92 patients with pure SFN had antibody testing (68% seropositive, 32% seronegative). 17 seropositive patients underwent IVIG treatment. Of these, 2 patients stopped treatment due to side effects (severe headaches or allergic reaction), and the remaining 15 completed at least 6 months of IVIG. Of these, 12 had a post-IVIG skin biopsy, and of these, 11 (92%) had a 55.1% mean improved composite ENFD (p=0.01). NLD-ENFD specimens improved by 42.3% (p=0.02) and LD-ENFD specimens improved by 99.7% (p=0.01).
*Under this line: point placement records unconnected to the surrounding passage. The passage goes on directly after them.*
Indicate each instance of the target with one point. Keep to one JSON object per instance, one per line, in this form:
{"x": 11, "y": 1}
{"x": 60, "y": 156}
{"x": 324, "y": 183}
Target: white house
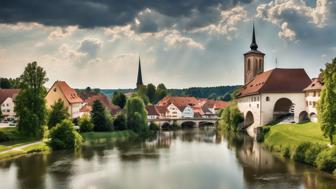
{"x": 173, "y": 111}
{"x": 61, "y": 90}
{"x": 7, "y": 102}
{"x": 187, "y": 112}
{"x": 268, "y": 96}
{"x": 312, "y": 95}
{"x": 152, "y": 112}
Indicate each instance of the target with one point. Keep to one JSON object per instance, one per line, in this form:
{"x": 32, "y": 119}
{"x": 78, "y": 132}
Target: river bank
{"x": 303, "y": 143}
{"x": 15, "y": 145}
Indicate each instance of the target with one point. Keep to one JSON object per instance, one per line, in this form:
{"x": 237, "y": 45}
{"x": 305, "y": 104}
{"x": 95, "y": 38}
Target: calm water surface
{"x": 195, "y": 159}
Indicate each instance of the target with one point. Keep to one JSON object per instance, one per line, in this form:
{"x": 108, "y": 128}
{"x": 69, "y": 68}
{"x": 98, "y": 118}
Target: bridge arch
{"x": 282, "y": 107}
{"x": 188, "y": 124}
{"x": 205, "y": 123}
{"x": 303, "y": 117}
{"x": 166, "y": 126}
{"x": 249, "y": 119}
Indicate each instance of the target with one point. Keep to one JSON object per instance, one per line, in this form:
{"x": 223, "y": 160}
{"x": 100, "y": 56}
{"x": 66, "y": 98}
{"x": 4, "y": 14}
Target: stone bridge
{"x": 184, "y": 122}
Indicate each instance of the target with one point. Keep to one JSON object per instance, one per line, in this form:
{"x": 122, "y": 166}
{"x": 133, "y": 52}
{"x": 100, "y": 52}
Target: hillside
{"x": 219, "y": 92}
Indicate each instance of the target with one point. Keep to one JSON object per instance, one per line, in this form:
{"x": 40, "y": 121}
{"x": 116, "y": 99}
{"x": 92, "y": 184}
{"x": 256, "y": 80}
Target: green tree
{"x": 136, "y": 115}
{"x": 57, "y": 113}
{"x": 30, "y": 105}
{"x": 120, "y": 122}
{"x": 161, "y": 92}
{"x": 151, "y": 93}
{"x": 64, "y": 136}
{"x": 327, "y": 104}
{"x": 85, "y": 124}
{"x": 99, "y": 117}
{"x": 230, "y": 118}
{"x": 5, "y": 83}
{"x": 119, "y": 99}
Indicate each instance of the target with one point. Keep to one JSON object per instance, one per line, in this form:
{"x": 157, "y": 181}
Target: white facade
{"x": 75, "y": 110}
{"x": 188, "y": 112}
{"x": 262, "y": 107}
{"x": 173, "y": 112}
{"x": 7, "y": 108}
{"x": 312, "y": 97}
{"x": 152, "y": 117}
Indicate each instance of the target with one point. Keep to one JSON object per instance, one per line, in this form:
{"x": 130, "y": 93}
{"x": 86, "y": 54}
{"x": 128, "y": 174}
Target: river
{"x": 195, "y": 159}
Composite ENFD in Plexin D1-SFN patients improved by 139% (p=0.04). Also, 14 patients had questionnaires pre-/post-IVIG and average pain decreased by 2.7 (p=0.002).

Conclusions:

IVIG shows disease-modifying effect in immune SFN with novel antibodies, especially Plexin D1-SFN, as well as significantly improved pain. NLD-ENFD should be examined as well as LD-ENFD to see this effect. Further randomized controlled trials looking at NLD- as well as LD-ENFD improvement, along with pain and SFN-specific questionnaires, are needed to confirm these findings.